Medicare and Medicaid are two of the hot button issues of the political season.
Some people want to cut these programs; others want to leave them untouched.
Seven million people use Medicare and Medicaid in Texas. And while no one wants to lose the benefits, there's a lot of frustration with the way the programs work.
Twenty years ago, Frances Moore had a paralyzing stroke. Her daughter Nancy has been taking care of her ever since.
She watches as her mother's skin tears become more frequent, and watching health care change.
Medicare? Frances is on that.
Medicaid? Because they're poor, she's on that, too.
Managed care? Because Medicaid is now a managed care program run by a company, Frances is also on that.
Frances Moore can't live without Medicare and Medicaid. But Nancy Moore will tell you that sometimes, it's hard to live with them, too.
"Cuts. Cut anything, cut everything. Deny, deny, deny. If you present evidence that your claim should be honored, they just change the subject. They say stuff that doesn't make sense. They go down the rabbit hole," Nancy Moore said.

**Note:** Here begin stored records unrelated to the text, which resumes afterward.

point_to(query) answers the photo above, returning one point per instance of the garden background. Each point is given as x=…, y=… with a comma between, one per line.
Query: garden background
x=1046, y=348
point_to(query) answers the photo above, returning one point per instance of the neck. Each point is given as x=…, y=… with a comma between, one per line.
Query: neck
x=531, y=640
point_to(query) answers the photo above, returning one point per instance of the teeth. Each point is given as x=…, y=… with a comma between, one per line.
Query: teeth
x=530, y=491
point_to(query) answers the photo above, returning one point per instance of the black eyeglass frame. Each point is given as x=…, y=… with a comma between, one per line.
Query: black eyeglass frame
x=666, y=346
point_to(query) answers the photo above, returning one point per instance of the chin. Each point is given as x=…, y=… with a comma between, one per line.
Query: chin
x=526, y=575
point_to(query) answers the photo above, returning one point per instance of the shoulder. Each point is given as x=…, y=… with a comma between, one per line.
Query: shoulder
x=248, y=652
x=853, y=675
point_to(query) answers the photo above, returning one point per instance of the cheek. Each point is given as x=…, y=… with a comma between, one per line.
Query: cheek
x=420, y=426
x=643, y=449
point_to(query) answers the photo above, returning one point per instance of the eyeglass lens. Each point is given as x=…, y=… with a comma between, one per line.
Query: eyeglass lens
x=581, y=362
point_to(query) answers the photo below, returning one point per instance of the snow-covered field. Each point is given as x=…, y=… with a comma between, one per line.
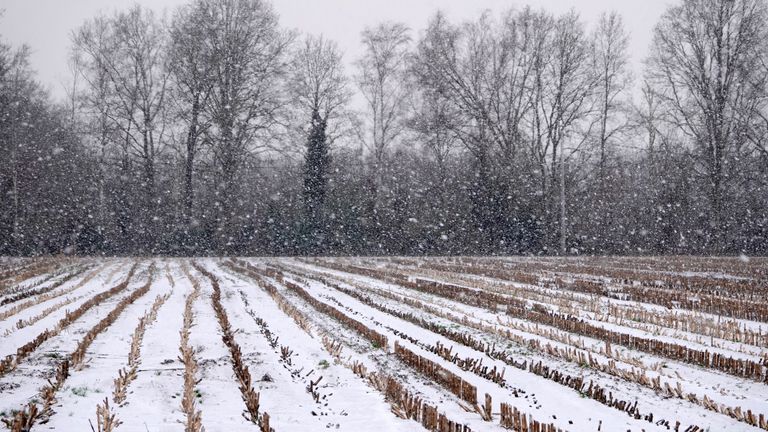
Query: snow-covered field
x=384, y=344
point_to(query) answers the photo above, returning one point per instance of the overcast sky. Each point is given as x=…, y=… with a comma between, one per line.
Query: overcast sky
x=46, y=24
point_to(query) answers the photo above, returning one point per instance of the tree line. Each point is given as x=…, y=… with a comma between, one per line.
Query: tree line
x=218, y=131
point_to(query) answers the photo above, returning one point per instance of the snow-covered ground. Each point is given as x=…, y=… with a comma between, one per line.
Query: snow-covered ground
x=278, y=310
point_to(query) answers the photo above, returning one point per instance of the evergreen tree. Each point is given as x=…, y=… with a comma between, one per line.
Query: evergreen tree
x=316, y=163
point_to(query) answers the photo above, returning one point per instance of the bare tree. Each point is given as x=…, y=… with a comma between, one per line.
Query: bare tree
x=317, y=83
x=563, y=92
x=124, y=57
x=245, y=104
x=190, y=60
x=705, y=66
x=610, y=42
x=382, y=81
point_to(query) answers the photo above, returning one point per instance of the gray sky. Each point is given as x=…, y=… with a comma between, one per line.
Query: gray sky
x=46, y=24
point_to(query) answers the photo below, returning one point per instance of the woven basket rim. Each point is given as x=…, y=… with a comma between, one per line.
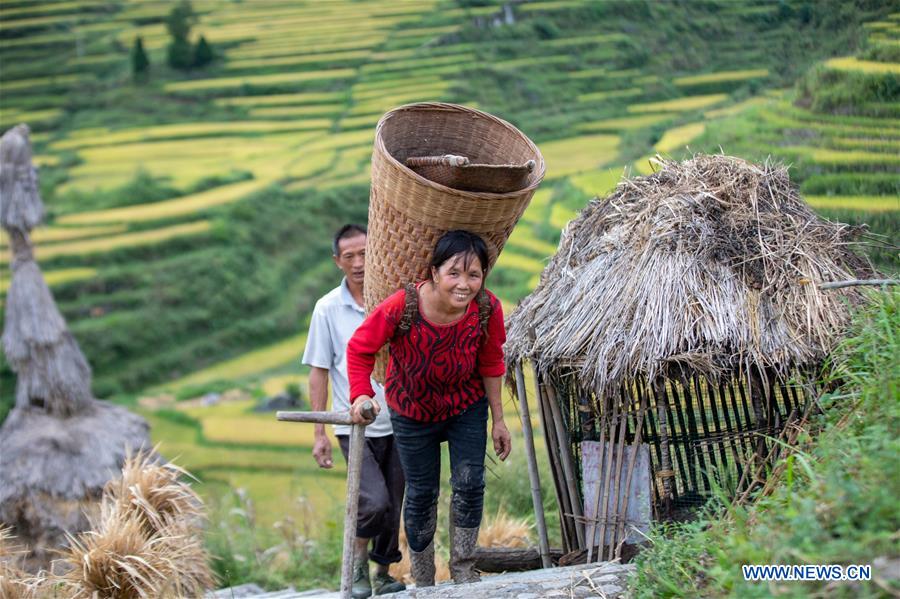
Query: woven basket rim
x=540, y=169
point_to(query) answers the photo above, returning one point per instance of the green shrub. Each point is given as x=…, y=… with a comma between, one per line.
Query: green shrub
x=203, y=53
x=852, y=184
x=140, y=64
x=846, y=92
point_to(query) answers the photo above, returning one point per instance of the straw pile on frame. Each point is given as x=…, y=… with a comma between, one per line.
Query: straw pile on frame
x=143, y=543
x=59, y=445
x=710, y=265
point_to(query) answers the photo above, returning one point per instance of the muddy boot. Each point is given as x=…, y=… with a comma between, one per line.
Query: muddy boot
x=463, y=542
x=421, y=566
x=384, y=584
x=362, y=585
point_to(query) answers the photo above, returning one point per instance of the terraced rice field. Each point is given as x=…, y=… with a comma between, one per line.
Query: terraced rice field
x=293, y=104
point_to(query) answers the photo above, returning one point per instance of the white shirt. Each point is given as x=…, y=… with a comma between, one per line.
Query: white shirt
x=334, y=320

The "rabbit hole" in this case is a box of documents that Nancy keeps, studies and memorizes. A box on fire with contradictions within Medicare and Medicaid... over what the plans say they'll provide (as opposed to what they really provide).
Case in point: Latex gloves... a few pennies a pair.
"They're commonly called, in the industry, 'universal precautions,'" Nancy Moore said.
She would like to get gloves from Medicaid, because she changes dressings on her mom's cuts, cleans blood off the floor, and changes her diapers.
"Gloves are cheap," Nancy said. "They reduce further cost because they reduce infection."
Gloves used to be covered under Medicaid, but no more... even though Nancy has found contradicting policies in three Medicaid handbooks.
"I think the main thing that has changed is the interpretation of the rule book, and inconsistencies interpreting the rule book," she said.
On the other hand, there's barrier cream, which Frances Moore doesn't need. ""hey give us this stuff, oh yeah," Nancy said.
Frances has a potty chair, which Nancy got with the financial help of a neighbor because she feared her mom would fall in the bathroom and hurt herself.
Her Medicaid managed care organization offered to build a new bathroom.
"They were going to demolish the shower, put in a brand-new shower, tear out walls, put in a new floor," Nancy said. "I said ultimately, none of that really changes her access to the bathroom."
Medicaid's solution cost $3,000.
Nancy's solution was $80 out of pocket.
On any given day at the Scenario Adult Day Care Center, Elizabeth Perez has dozens of Medicaid patients like Frances Moore. She needs gloves, too.
"When it comes to the family member, then they have to do without," she said.
But should gloves be included? "Absolutely," Perez said. "It would be very helpful."
Nancy Moore sopped up her mom's blood to appeal her case for gloves to her managed care organization which runs Medicaid.
The appeal was denied.
Nancy Moore and Elizabeth Perez share the same frustrations and fears for the people they care for.
They don't want Medicare and Medicaid to go away; they just wish it all made more sense.